Exactly 300 days after the Portland Police Office launched an internal affairs investigation into the leak of information that falsely implicated Commissioner Jo Ann Hardesty in a hit-and-run accident on March 3, the US Attorney’s Office Ciudad published an October letter summarizing the investigation’s findings. .
The content of the letter appears to correspond closely to the allegations Hardesty made in a $ 5 million lawsuit he filed earlier this month against the police union, called the Portland Police Association, its former president PPB Ofc. Brian Hunzeker and another police officer named Kerri Ottoman.
The October 21 letter, addressed to Hardesty and written by Scott Konczal of the Internal Affairs Professional Standards Division, names three PPB officers: Ottoman, Hunzeker and Ken Le, who have yet to be publicly named in relation to this case. Oregon Public Broadcasting first reported on the letter.
Konczal wrote that internal affairs investigated the following seven allegations against the officers:
- Officer Brian Hunzeker released confidential information to the media.
- Officer Brian Hunzeker released confidential information to the media in retaliation for speaking negatively about officers from the Portland Police Office.
- Officer Kerri Ottoman released confidential information to the media.
- Officer Ken Le disseminated confidential information inappropriately.
- Officer Brian Hunzeker released confidential information involving him because of his race.
- Officer Kerri Ottoman released confidential information involving him because of his race.
- Officer Ken Le released confidential information involving him because of his race.
PPB North Precinct captain Kristina Jones sustained the first four allegations, but not the remaining three. Regarding the first two accusations against Hunzeker, Jones wrote the following:
Officer Hunzeker acknowledged sharing information about an ongoing criminal investigation with a member of the media in a telephone conversation that he initiated, and then provided a screenshot of the CAD call to the reporter, which he admitted was a violation. of this directive. ,” she wrote.
Hardesty’s lawsuit alleges that Hunzeker leaked the information to The Oregonian. The letter does not mention which media outlet Hunzeker contacted.
Jones added that Hunzeker cited “many reasons” for sharing the information with the reporter, including a false accusation Hardesty had made in July 2020 in which he accused PPB officers of setting fires at the protests. (Hardesty later retracted the claim and apologized.)
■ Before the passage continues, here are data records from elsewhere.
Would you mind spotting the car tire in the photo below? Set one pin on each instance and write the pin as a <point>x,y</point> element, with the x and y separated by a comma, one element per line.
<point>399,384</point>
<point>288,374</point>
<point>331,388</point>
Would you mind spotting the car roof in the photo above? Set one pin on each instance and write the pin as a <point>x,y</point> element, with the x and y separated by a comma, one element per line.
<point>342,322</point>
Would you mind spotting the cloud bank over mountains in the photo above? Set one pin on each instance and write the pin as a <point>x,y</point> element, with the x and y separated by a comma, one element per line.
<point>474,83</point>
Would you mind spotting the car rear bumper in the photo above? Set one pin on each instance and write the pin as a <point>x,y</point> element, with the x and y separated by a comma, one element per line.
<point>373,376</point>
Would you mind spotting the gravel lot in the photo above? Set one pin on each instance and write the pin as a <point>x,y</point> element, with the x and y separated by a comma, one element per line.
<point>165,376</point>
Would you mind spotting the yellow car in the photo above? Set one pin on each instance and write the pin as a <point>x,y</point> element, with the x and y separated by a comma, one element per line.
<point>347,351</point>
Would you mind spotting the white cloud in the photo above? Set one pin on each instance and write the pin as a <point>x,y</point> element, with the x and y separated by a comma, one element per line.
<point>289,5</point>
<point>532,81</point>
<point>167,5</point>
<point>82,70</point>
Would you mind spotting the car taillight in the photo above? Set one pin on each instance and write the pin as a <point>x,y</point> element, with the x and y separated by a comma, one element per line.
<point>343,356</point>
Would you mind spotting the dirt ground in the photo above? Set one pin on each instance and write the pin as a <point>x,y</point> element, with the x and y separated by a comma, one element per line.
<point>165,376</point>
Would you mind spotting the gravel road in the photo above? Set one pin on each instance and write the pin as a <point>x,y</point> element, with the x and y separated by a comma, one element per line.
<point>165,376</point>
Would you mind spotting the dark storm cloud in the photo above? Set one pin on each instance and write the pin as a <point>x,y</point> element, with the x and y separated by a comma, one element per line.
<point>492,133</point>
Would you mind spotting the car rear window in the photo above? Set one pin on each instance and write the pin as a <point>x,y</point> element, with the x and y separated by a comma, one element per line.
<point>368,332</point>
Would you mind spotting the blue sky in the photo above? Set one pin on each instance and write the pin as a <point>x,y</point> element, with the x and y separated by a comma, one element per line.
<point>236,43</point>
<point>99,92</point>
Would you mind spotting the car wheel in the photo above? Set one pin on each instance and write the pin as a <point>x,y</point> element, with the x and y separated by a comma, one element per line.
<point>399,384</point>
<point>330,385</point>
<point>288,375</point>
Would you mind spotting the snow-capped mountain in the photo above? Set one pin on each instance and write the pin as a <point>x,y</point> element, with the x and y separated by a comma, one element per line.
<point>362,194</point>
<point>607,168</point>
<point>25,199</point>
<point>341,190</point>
Jones sustained those two allegations against Hunzeker, meaning that a “preponderance of the evidence shows that a violation of policy or procedure occurred,” according to the letter.
Jones also sustained the allegation that Ottoman released confidential information to Gabriel Johnson, co-founder of the Coalition to Save Portland political action committee.
“Officer Ottoman admitted to posting a screenshot of a [computer-aided dispatch] CAD call and provide this information to your friend, a community member who violates the policy, ”Jones wrote. However, Jones noted, Ottoman did not share the information due to Hardesty’s race. Rather, he gave the information to Johnson “primarily because he was venting to a friend,” Jones wrote.
Ultimately, Jones upheld the claim that Ofc. Ken released confidential information to a dispatcher from the Office of Emergency Communications (BOEC).
“Officer Le admitted to posting a screenshot of a CAD call and providing this information to his friend, a BOEC dispatcher who was off duty, in violation of policy,” Jones wrote.
Interestingly, Le was one of the officers tasked with investigating the hit-and-run in the hours after the initial 911 report. According to police reports, in the hours before Hardesty was officially declared a suspect, he searched for Hardesty’s license plate number. into the law enforcement database system and then went to look for his car near his home in the Gateway neighborhood.
Jones determined that the final three allegations, that police officers released confidential information because of Hardesty’s race, did not stand.
“There were many reasons why Officer Hunzeker cited as determining factors why he shared the information and there is no evidence to support any of those factors being related to race as a motive,” Jones wrote. “The officer told her in her AI interview on August 19 that Jo Ann Hardesty’s career was not the reason she chose to share a screenshot of the CAD call with an acquaintance who works at BOEC.”
The letter was generated from a hearing before the Police Review Board (PRB), which is tasked with evaluating the findings of the internal affairs investigation.
Shortly after the PRB hearing, both WW and Oregon Public Broadcasting requested a copy of the letter. The city denied the requests, citing the pending investigation. OPB appealed the city’s denial to the Multnomah County District Attorney’s Office, which on Wednesday ordered the city to publish the letter, according to the OPB report.